Unfortunately even this declaration of intent, coupled with further contributions from Britain, did not trouble most of our newspapers. For it coincided not only with the Commons vote to send half a dozen old planes to bomb bits of Iraq but also with the Italian nuptials of George Clooney and Amal Alamuddin. There’s only so much foreign news a reader will tolerate – especially on a Saturday.
A few days later a conference on the outbreak was held in London. Finally, a British newspaper propelled the story onto its front page in a serious, rather than self-interested, scaremongering fashion. The Independent led on the trajectory of the disease, continuing the story inside with three further pages and a leader. Even then, however, other papers showed scant concern, with the Telegraph and Mail both picking up on the same line – the fear that the virus could mutate and become airborne. That warranted a foreign page lead in the Telegraph and a small page 2 double in the Mail.
This week the case of the Spanish nurse has changed everything. Suddenly a disease that had by now killed nearly 3,500 people in Africa was of interest because a European woman who had not been to the continent was ill – and, what’s more, her dog had been put down.
It’s good to know that we have our priorities in order.
Oh yes, just one more thing...
An interesting side issue in all of this is the question of overseas aid.

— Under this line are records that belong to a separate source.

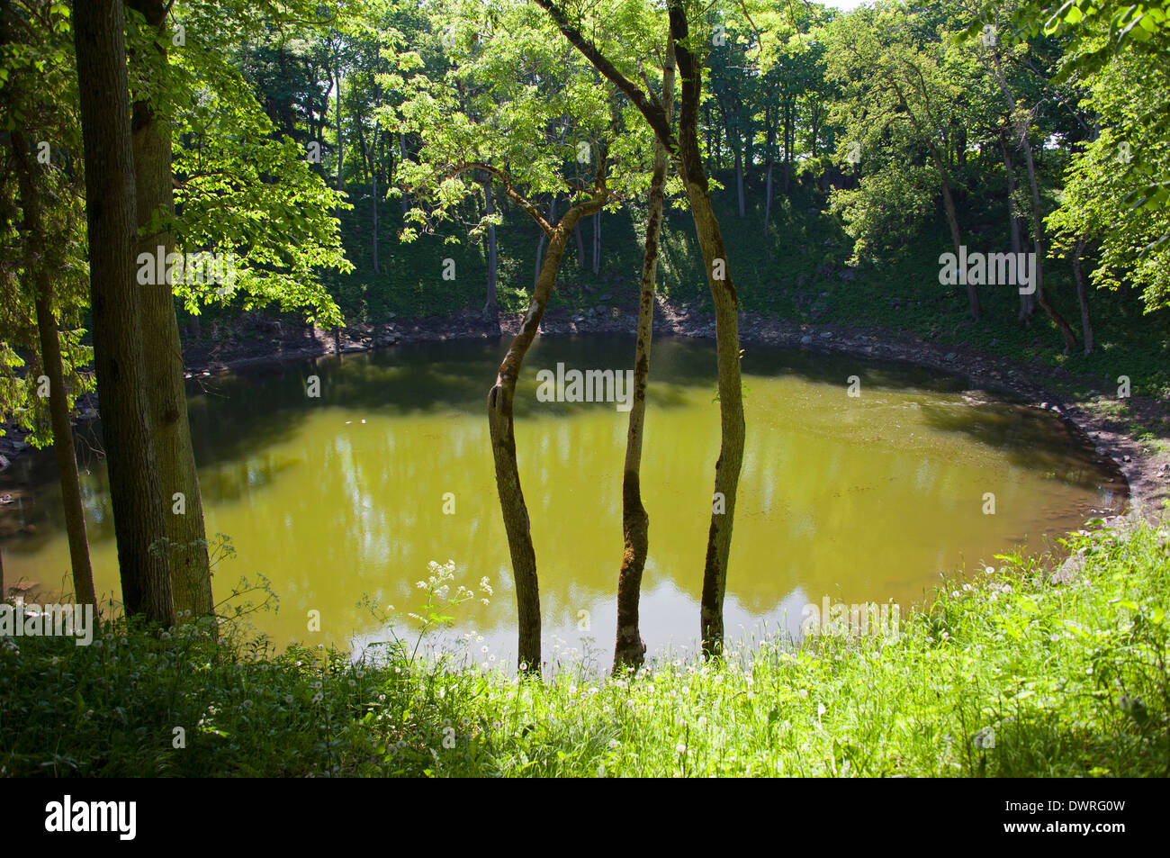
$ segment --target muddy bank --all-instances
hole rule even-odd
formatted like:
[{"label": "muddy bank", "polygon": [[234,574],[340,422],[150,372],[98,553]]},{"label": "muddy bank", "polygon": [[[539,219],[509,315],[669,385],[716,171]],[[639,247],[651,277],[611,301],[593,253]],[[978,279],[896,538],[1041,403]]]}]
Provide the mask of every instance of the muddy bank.
[{"label": "muddy bank", "polygon": [[[329,331],[310,328],[291,317],[274,320],[248,314],[230,327],[212,328],[206,338],[185,342],[184,357],[187,377],[194,378],[338,352],[507,336],[518,330],[522,318],[522,314],[495,317],[464,313],[400,321],[390,314],[380,325],[356,324]],[[629,307],[596,307],[585,313],[552,308],[545,314],[541,330],[544,334],[632,334],[635,322],[634,310]],[[661,300],[655,308],[654,329],[656,336],[715,337],[714,316]],[[972,346],[938,344],[876,328],[801,324],[743,314],[739,336],[745,346],[768,344],[904,362],[957,373],[970,379],[972,387],[1011,392],[1033,407],[1059,413],[1083,432],[1097,453],[1112,459],[1124,475],[1131,507],[1150,515],[1163,500],[1170,497],[1170,452],[1158,449],[1165,447],[1165,440],[1170,438],[1165,403],[1136,396],[1121,403],[1115,390],[1061,370],[1009,361]],[[1066,400],[1055,392],[1058,389],[1072,389],[1078,393]],[[78,419],[96,417],[94,405],[92,401],[84,403]],[[1134,426],[1138,424],[1162,442],[1134,437]],[[0,455],[5,460],[25,449],[27,444],[20,433],[0,438]],[[4,465],[5,461],[0,461],[0,466]]]}]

What these West African nations needed more than anything was rapid help in bolstering their health services; if they had received that, the outbreak might well have been contained.
This spring we learnt that Britain had achieved its target of devoting 0.7% of national income to overseas aid, with spending last year increased by 30% to £11.2bn. In 2012, Guinea received £1.64m (most of it going towards debt relief), Liberia £8.6m and Sierra Leone £63.8m. The three would also have received further British through the EU.
The increase in the total overseas aid spend has not gone down well with some newspapers. When the Somerset Levels were flooded in February, the Mail demanded that some of this fund – rather than some of the other 99.3% of the national budget – be diverted to help those affected. Within 24 hours, it was claiming 100,000 signatures backing the idea, which was robustly rejected by the Government.
Last month the International Development Committee published a report on progress in Sierra Leone and Liberia since the end of their civil wars. It expressed dismay that direct British aid for the two countries was expected to be cut as part of a general reduction in bilateral aid for Africa. This was, the committee was told, the effect of demands on the budget from elsewhere, notably Syria. The committee also noted that of nearly £60m of EU health sector aid to Liberia, less than £4m had been passed on by the country's finance ministry to the health department.
This committee report has since been rendered to suggest that budget cuts yet to be implemented are somehow to blame for the spread of Ebola. That is not only absurd, but it deflects from the more important issue of the diversion of EU funds that should have gone to improve Liberia's health services.
Even where that concern was raised, it was in the context of the misuse of “our” money - and hence as an argument not to give it in the first place – rather than to ask where it was spent, what benefit the Liberians derived from it and whether they had been cheated by their Government.
But that’s not the way we work, is it? We care about what happens in Africa only when it impinges on our own comfortable existence.
Not all of Africa is growing at the same pace and in the same way, which explains why Ebola has moved so quickly in countries which have nothing resembling a decent healthcare system. But their story is not Africa’s story. The continent is making more progress against its the main killers than at any point time in modern history, so it can realistically look forward not just for to end of Aids, but to end of poverty as we know it today. The Ebola tragedy is a setback in a greater war against disease and poverty – but it is a war which Africans are steadily winning.